God Didn't Go to Business School
September 18, 2005Matthew 20:1-16
Proper 20, Year A
St. John’s, OKC
When I was in college, the most popular course on campus was Econ 101, the required basic economics course for many degrees. It was so big, it was held in a 1000 seat auditorium, and you had to get there early if you wanted to get a real seat, and not be stuck on the stairs. My friends who took the course plotted graphs of supply and demand, created charts of wages and profits, studied business plans that worked and models that spectacularly failed.
It seems, however, in today’s readings, that Jesus missed taking the Middle Eastern equivalent of Econ 101, because the business plan he gives us in a parable in this morning’s gospel would get a failing grade from any self-respecting professor.

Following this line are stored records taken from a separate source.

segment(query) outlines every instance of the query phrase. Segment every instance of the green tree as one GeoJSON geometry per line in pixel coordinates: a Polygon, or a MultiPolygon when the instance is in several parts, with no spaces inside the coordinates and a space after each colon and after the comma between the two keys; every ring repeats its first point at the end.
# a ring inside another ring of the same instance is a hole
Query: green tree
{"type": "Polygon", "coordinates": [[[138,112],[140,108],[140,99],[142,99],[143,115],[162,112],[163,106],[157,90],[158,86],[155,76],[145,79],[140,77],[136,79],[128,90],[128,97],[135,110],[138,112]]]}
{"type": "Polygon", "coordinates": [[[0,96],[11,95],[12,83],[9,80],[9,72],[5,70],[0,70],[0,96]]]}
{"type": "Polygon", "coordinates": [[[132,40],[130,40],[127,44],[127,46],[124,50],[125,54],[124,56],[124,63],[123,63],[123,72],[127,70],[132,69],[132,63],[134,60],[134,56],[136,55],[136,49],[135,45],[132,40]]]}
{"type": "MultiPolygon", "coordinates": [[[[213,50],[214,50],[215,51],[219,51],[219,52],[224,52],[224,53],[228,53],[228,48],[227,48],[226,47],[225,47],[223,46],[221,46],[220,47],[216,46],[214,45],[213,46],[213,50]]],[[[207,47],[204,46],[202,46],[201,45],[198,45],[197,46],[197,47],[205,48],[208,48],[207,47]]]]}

There once was a landowner, he said, with a vineyard. He went out at sunup to hire some laborers for the day, to be paid a denarius for their labor at the end of the day, just enough to live on, a normal day’s pay for that work in those times.
This would have made sense to Jesus’ audience. This was a business plan they could understand.
There must have been a lot of work to do, and urgent work at that, because the landowner himself kept making trips back to the market looking for labor, even as late as 5:00 in the afternoon. This would have been the first clue to Jesus’ audience that this guy failed business school. He clearly didn’t plan ahead or delegate the hiring to a manager.
At the end of the day, the landowner instructs his foreman to give those who were hired and only worked one hour a full denarius. And how excited the first workers would be. Surely they would be rewarded for the hours laboring in the full sun, the grinding heat of a day creating a vineyard in the desert. But they are disappointed to receive the same denarius they were promised in the beginning and no more.
Now the grumbling and complaining begins. That’s unfair! They didn’t do the same amount of work! Where’s our bonus for being first, for being hard workers? And Jesus’ audience is nodding along with them. What kind of landowner is this anyway? He’s going to be out of business soon if he pays all his laborers the same wage no matter how much work they do.
The author of the Gospel of Matthew has a specific purpose in mind by including this parable. He wasn’t trying to teach Vineyard Economics 101. Matthew’s community has a problem. Scholars believe, based on the writings of this Gospel, that his community was mainly made up of Jews who had become Christian, who faithfully kept the covenant, who were circumcised, and wrestled with keeping the dietary restrictions, and were persecuted by their neighbors who couldn’t understand why they had given up the faith of their ancestors to follow this messiah who had ended up crucified on a cross.
And then Matthew’s community started to experience another kind of Christian, those who had been Gentiles, those outside the Jewish community. Uncircumcised. Sloppy about what they ate and how they ate it. Ignorant of the law and the customs that went with it. There was grumbling and complaining. How could they be full recipients of the same grace and mercy? Weren’t we here first? Haven’t we been working harder longer? Isn’t there something that distinguishes us from these latecomers? They’re not keeping the Law, and you are making them equal to us who have observed it from birth.
The landowner’s answer is directed at all the listeners of this parable. “I am doing you no wrong; did you not agree with me for the usual daily wage? I choose to give to this last the same as I give to you. Am I not allowed to do what I choose with what belongs to me: Or are you envious because I am generous?”
Is it just Matthew’s community that wants credit for having been around longer? Are we churchy types any different? Aren’t we very good at grumbling and complaining? Don’t we cast a questioning eye over those who don’t quite fit the mold, who don’t look like everyone else on a Sunday morning? Aren’t those of us who are “cradle Episcopalians” susceptible to feeling just a tad superior than others? Aren’t we more willing to invite newcomers to potlucks than to be on the vestry? Are we really willing to accept that God has called everyone who walks through the door, laity and clergy alike to the same wage, the wage that gives each one of us life?
How freeing would it be to stop worrying about whether we’re getting more or less of God than anyone else?
God’s working on a different business model than the rest of us. God is working on extending new life to everyone. It’s God’s business who’s in the kingdom, not ours. We cannot achieve our own salvation. We are all dependent on God’s invitation to labor in the vineyard, and there’s endless room for more to labor beside us. Salvation is not a limited resource and grace doesn’t graph very well.
The truth is, we can’t grade God’s business plan because we have no idea whether we are first or last, whether we are laboring in the vineyard for days, or whether we are the last ones hired We can’t say whether we were early to class or are in the crowd on the stairs.. There’s no time to be envious of God’s generosity. All we have to rely on is a God who gives us grace and mercy through the Body and Blood offered for us here at the table, a foretaste of the wages we hope to receive, when we gather with all those who have gone before and those who will follow, at the coming of the kingdom.